An Erdos-Renyi $G_{n,p}$ random graph with the same number of vertices and with $p$ be the edge density of your chosen graph. (You can generate this with the igraph.Graph.Erdos_Renyi() function.)
An Erdos-Renyi $G_{n,m}$ random graph with the same number of vertices and edges as your chosen graph. (You can generate this with the igraph.Graph.Erdos_Renyi() function.)
A $k$-regular graph with the same number of vertices as your chosen graph. Here, $k$ should be the average degree of your chosen graph, rounded to the nearest integer. (You can generate this with the igraph.Graph.K_Regular() function.)
A random graph that has the same number of vertices and exactly the same degree sequence as your chosen graph. You can generate this with the igraph.Graph.Degree_Sequence() function.
Warning: By default this method generates a non-simple graph using the configuration method. To get a simple graph, you need to use the method parameter. My initial testing on the 37700-vertex Github graph suggests that the fastest methods are vl (9.8s) and edge_switching_simple (37.6s). The fast_heur_simple, and configuration_simple are unuseable.
A random geometric graph (on the torus) with the same number of vertices as your chosen graph and with the radius chosen so that the expected average degree of the random graph is equal to the average degree of your chosen graph. (Determining this radius is a probability exercise for you to solve. You can generate this with the igraph.Graph.GRG() command.)

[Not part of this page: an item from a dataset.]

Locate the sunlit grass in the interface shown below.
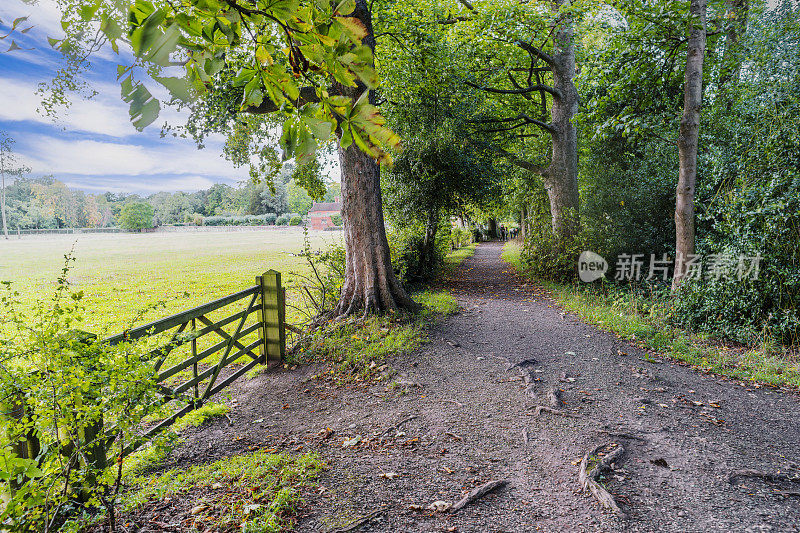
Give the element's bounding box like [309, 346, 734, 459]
[0, 229, 341, 335]
[121, 450, 324, 533]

3. Analysis of Results (only for students enrolled in COMP5900)

If you are enrolled in COMP5900, include a text file analysis.txt that discusses your findings. It should include

A short discussion of where the data came from in your two chosen graphs in Part 1.
A discussion of the differences between these two graphs, and what these differences might tell you about these social networks. (Why) do their users behave differently? If they are networks with a similar purpose, why are their graphs so different? If they are different kinds of networks, why are they so similar.
For each of the random graphs considered in part 2, explain what aspects of your chosen graph the random graph fails to model and give a (brief) explanation as to why this happens.
Conclude with a discussion of how you might try to find a "better" random model that more closely models your chosen graph.